CRÉATION DE 165 000 EMPLOIS
Sous la direction d’Alexandre Barro-Chambrier, vice-président du gouvernement, une séance de travail capitale a rassemblé les ministres sectoriels concernés par le Projet intégré de transformation locale des minerais. Un moment charnière dans l’opérationnalisation de la vision du président de la République, Brice Clotaire Oligui Nguema, résolument engagé à faire du Gabon une nation productrice de valeur ajoutée.
Au cœur des discussions : la stratégie à adopter pour garantir une gouvernance efficace et durable du vaste chantier de transformation du manganèse et, au-delà, de l’ensemble du potentiel minier national.
165 000 emplois, une ambition présidentielle
Le chiffre est désormais connu : 165 000 emplois. C’est l’objectif d’impact social annoncé le 30 décembre dernier par le chef de l’État. Un engagement ambitieux qui traduit l’ampleur des infrastructures attendues pour soutenir ce tournant industriel majeur.
« Les enjeux et les défis que nous avons sont de deux ordres au niveau du ministère de l’Énergie. Il faut alimenter toutes ces zones pour avoir beaucoup d’énergie. Pour cela, il nous faudrait à peu près 20 à 25 gigawatts, rien que pour l’Est du pays »
a expliqué un responsable du secteur, soulignant l’énorme besoin d’infrastructures énergétiques.

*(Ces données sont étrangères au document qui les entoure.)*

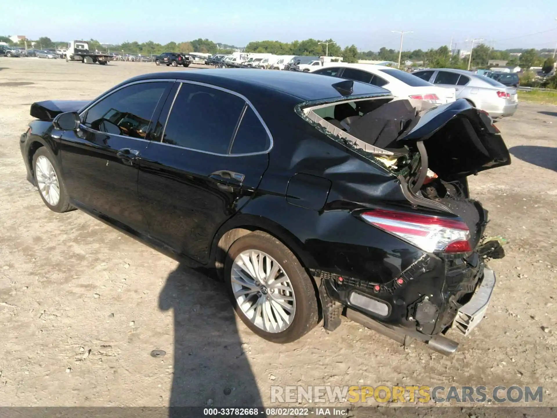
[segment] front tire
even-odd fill
[[[236,313],[260,337],[289,343],[317,324],[313,281],[296,256],[274,237],[256,231],[236,241],[224,271]]]
[[[45,147],[33,155],[33,172],[41,198],[50,210],[62,213],[75,208],[70,204],[70,196],[56,158]]]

Une vision qui dépasse les mines
La transformation locale des minerais implique bien plus que l’extraction : elle appelle à une refonte globale des infrastructures, du réseau de transport, de l’énergie, et même de la formation professionnelle. Trois grands projets structurants ont ainsi été rappelés par le vice-président : la construction d’un chemin de fer stratégique, allant de Belinga à Mayumba en passant par Boué et Lastoursville ; le développement du réseau routier national, et la massification des formations qualifiantes pour préparer les compétences de demain.

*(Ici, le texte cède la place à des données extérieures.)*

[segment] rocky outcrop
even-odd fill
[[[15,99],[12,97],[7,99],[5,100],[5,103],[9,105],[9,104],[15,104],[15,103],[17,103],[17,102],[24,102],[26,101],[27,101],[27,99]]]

« Il nous faut développer davantage le réseau routier national parce qu’il faudra permettre une grosse circulation non seulement des populations mais aussi des marchandises »
a insisté un représentant du ministère des Travaux Publics.
Gouvernance partagée et anticipation territoriale
Au-delà des infrastructures, la séance de travail a également abordé la gouvernance territoriale et la nécessité de créer les conditions d’un développement local inclusif et bien structuré.
« Nous allons avoir désormais des collectivités locales qui pourront se développer, s’organiser et s’administrer comme nous le souhaitons »
a affirmé un membre du gouvernement, appelant à anticiper les mutations induites par cette industrialisation décentralisée.
Un comité interministériel verra bientôt le jour, afin d'assurer la coordination des actions entre les différents ministères impliqués. Cette entité jouera un rôle clef dans le suivi des progrès et l’harmonisation des efforts en vue de garantir une exécution cohérente de la stratégie nationale.
« Le défi de cette commission va réellement nous permettre d’avoir un cap clair qui va diriger notre action collective »
a résumé Alexandre Barro-Chambrier, en conclusion de cette séance.